Geoff Morrison, B.C. operations manager for CAPP, said that LNG is no longer a market opportunity — it’s a priority for the province.
“LNG has gone from a nice-to-do, to a need-to-to,” Morrison said. “We are losing our traditional customer south of the border, and that customer is now competing with us in Eastern Canada.”
Morrison noted that the Trans Canada gas pipeline, a spectacular engineering feat and “nation-building exercise” in the 1950s that delivered western gas to eastern Canada for the first time, is now operating at only 40 per cent of capacity thanks to U.S. competition.

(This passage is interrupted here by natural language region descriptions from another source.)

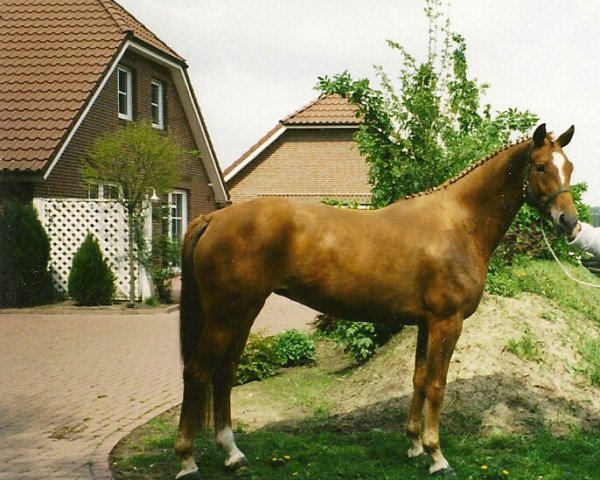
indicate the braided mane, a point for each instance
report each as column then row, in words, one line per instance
column 466, row 171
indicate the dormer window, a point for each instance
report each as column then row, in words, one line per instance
column 157, row 104
column 125, row 93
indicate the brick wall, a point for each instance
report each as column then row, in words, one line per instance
column 65, row 179
column 308, row 164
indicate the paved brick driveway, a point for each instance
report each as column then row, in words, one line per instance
column 72, row 384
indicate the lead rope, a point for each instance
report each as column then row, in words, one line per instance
column 581, row 282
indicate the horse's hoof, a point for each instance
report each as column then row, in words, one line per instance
column 238, row 464
column 444, row 473
column 190, row 476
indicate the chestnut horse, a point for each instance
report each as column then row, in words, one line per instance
column 420, row 261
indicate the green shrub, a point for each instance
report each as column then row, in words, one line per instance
column 25, row 253
column 261, row 359
column 91, row 281
column 295, row 348
column 527, row 347
column 359, row 339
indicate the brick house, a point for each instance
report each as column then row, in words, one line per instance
column 309, row 156
column 75, row 69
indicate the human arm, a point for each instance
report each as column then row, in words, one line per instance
column 588, row 239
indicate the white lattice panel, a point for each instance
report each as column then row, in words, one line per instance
column 67, row 222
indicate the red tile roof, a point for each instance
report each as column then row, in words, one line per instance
column 325, row 111
column 54, row 53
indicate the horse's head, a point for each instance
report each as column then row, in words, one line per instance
column 548, row 178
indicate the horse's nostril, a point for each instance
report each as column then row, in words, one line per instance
column 568, row 222
column 562, row 220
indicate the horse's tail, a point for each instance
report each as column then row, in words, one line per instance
column 191, row 316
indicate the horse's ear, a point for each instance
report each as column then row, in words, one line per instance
column 566, row 137
column 539, row 135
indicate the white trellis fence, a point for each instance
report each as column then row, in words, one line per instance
column 68, row 221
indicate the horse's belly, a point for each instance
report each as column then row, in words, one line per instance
column 355, row 308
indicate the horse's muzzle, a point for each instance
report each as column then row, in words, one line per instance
column 566, row 223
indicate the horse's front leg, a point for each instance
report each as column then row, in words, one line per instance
column 413, row 425
column 443, row 335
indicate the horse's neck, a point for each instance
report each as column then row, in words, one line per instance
column 492, row 194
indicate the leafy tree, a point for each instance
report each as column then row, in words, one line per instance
column 433, row 125
column 137, row 159
column 25, row 253
column 91, row 281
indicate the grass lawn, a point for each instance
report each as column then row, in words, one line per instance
column 321, row 453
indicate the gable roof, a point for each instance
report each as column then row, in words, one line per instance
column 327, row 111
column 56, row 56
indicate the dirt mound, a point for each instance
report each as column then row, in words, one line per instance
column 489, row 386
column 517, row 365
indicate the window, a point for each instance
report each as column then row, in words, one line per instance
column 157, row 104
column 125, row 93
column 104, row 191
column 176, row 219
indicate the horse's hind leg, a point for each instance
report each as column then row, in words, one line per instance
column 223, row 380
column 442, row 338
column 198, row 373
column 413, row 425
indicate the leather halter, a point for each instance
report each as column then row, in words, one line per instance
column 530, row 195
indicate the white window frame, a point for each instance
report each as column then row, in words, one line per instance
column 160, row 106
column 104, row 191
column 128, row 93
column 182, row 217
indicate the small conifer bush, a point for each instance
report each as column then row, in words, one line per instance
column 91, row 281
column 24, row 256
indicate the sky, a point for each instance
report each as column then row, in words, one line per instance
column 252, row 63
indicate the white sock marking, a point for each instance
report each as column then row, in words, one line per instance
column 227, row 443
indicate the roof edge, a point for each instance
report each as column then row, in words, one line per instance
column 254, row 151
column 80, row 117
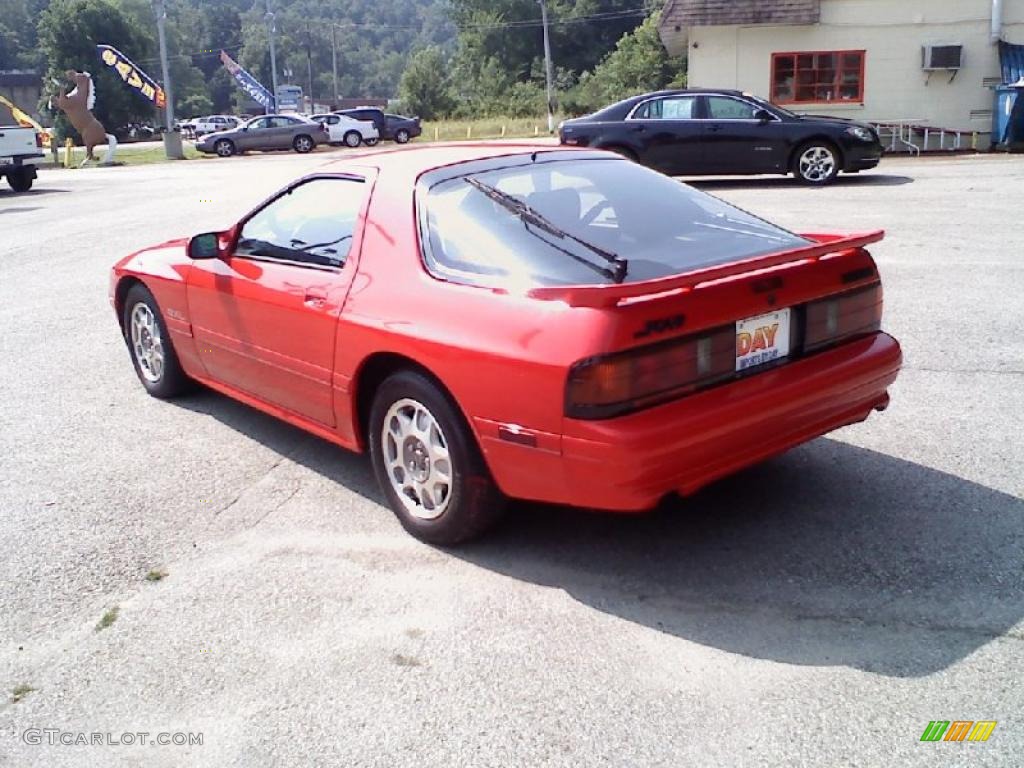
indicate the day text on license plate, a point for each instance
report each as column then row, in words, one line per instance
column 762, row 339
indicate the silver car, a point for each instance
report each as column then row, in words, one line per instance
column 264, row 133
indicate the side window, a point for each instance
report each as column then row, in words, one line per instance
column 722, row 108
column 312, row 223
column 681, row 108
column 678, row 109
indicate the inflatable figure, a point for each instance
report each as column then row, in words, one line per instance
column 78, row 107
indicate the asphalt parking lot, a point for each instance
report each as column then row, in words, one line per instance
column 816, row 610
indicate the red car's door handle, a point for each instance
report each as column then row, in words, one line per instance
column 314, row 299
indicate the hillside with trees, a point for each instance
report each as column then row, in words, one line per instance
column 461, row 58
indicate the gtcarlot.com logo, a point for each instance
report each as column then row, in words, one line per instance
column 958, row 730
column 54, row 736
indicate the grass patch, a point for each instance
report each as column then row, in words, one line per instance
column 454, row 130
column 108, row 619
column 129, row 155
column 19, row 692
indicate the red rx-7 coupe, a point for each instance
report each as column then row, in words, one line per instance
column 538, row 323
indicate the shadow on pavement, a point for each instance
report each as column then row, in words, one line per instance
column 781, row 182
column 829, row 555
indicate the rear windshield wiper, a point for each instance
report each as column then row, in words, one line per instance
column 619, row 265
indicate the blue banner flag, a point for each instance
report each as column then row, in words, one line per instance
column 134, row 78
column 249, row 84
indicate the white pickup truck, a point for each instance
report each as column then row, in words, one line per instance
column 20, row 150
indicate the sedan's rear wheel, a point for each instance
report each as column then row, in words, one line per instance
column 19, row 179
column 150, row 345
column 428, row 464
column 816, row 163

“The good news is that there is a high demand for natural gas in Asia and the world. In fact, the International Energy Agency has forecast that global energy demand is going to go up about 35 per cent in the next 20 years — including natural gas demand going up about 50 per cent in that time,” Morrison said.

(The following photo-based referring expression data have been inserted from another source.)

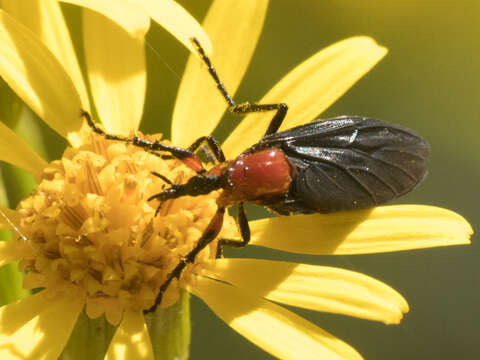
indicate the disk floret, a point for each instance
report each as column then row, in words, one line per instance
column 92, row 231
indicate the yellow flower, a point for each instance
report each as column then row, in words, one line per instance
column 88, row 230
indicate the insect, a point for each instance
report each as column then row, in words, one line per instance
column 338, row 164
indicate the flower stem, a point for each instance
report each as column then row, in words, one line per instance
column 170, row 329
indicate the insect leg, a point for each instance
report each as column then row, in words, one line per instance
column 85, row 114
column 212, row 145
column 208, row 236
column 244, row 233
column 281, row 109
column 276, row 120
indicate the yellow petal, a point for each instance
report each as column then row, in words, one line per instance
column 9, row 218
column 292, row 338
column 116, row 69
column 126, row 14
column 131, row 340
column 380, row 229
column 199, row 105
column 178, row 22
column 13, row 316
column 310, row 88
column 42, row 336
column 45, row 19
column 18, row 153
column 36, row 75
column 11, row 251
column 319, row 288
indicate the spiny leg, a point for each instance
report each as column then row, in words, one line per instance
column 212, row 145
column 244, row 233
column 151, row 146
column 207, row 237
column 281, row 109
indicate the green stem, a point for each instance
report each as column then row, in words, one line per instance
column 169, row 331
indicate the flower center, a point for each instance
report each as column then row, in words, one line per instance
column 91, row 228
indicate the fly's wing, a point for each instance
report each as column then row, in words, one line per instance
column 346, row 163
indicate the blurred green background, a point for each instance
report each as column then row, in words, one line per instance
column 429, row 81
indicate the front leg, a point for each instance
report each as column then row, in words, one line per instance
column 244, row 233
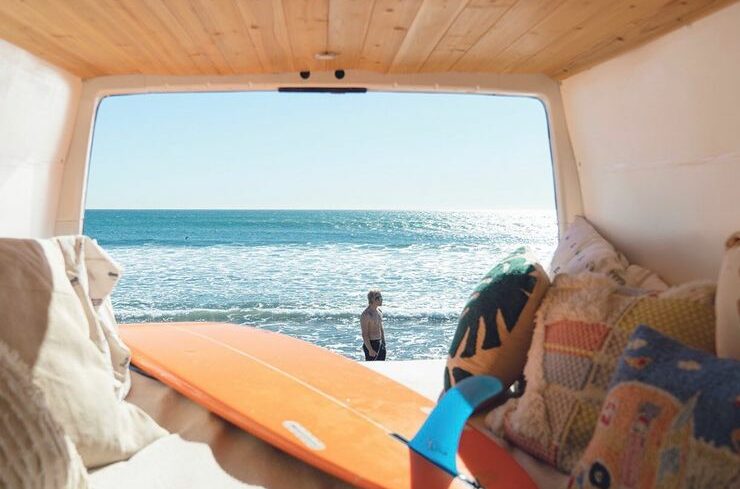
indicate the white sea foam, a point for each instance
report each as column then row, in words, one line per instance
column 309, row 278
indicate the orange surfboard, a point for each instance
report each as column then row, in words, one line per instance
column 320, row 407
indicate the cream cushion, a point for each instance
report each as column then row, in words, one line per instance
column 583, row 249
column 728, row 301
column 44, row 322
column 168, row 463
column 93, row 275
column 34, row 451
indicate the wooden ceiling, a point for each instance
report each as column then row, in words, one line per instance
column 92, row 38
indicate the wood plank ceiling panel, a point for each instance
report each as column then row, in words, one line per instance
column 348, row 25
column 389, row 22
column 219, row 37
column 611, row 41
column 48, row 47
column 55, row 21
column 268, row 31
column 308, row 23
column 568, row 17
column 201, row 44
column 224, row 25
column 517, row 21
column 428, row 28
column 477, row 18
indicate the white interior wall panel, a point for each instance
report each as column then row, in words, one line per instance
column 38, row 103
column 656, row 136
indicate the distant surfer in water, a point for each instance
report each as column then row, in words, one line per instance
column 371, row 321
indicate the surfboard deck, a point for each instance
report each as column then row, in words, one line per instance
column 320, row 407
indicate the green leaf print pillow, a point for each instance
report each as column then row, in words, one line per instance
column 495, row 327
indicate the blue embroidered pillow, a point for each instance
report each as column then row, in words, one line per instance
column 671, row 419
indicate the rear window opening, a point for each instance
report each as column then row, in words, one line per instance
column 281, row 210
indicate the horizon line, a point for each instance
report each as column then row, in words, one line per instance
column 318, row 209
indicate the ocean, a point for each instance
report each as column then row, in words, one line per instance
column 306, row 273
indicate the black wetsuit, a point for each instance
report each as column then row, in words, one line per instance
column 379, row 350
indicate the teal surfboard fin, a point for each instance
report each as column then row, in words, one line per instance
column 439, row 437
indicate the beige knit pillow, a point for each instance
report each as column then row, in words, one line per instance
column 583, row 249
column 34, row 451
column 44, row 322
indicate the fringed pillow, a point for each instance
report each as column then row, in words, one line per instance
column 34, row 451
column 495, row 327
column 671, row 419
column 728, row 301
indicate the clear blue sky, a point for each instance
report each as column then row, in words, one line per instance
column 269, row 150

“It is being driven by economic development and population growth. Demographic super powers like China and India, by their sheer size, will start shaping the planet’s economy in new ways.” Competitors such as Australia, Qatar, Mozambique and even the United States are already in the hunt, Morrison added.
According to the CAPP report, B.C.’s biggest challenge is to respond in a timely fashion to the opportunity that Asia represents: “Competition for a share of this growing market will be fierce, however, as other countries, notably Australia, are also seeking to develop large quantities of unconventional gas resources (such as shale gas) with a view to supplying the world LNG market. It is also worth noting that Asian consumers may be wary of relying too much on a single country such as Australia for their future LNG needs and might look favourably on Canada as a reliable option to diversity their supply portfolios.”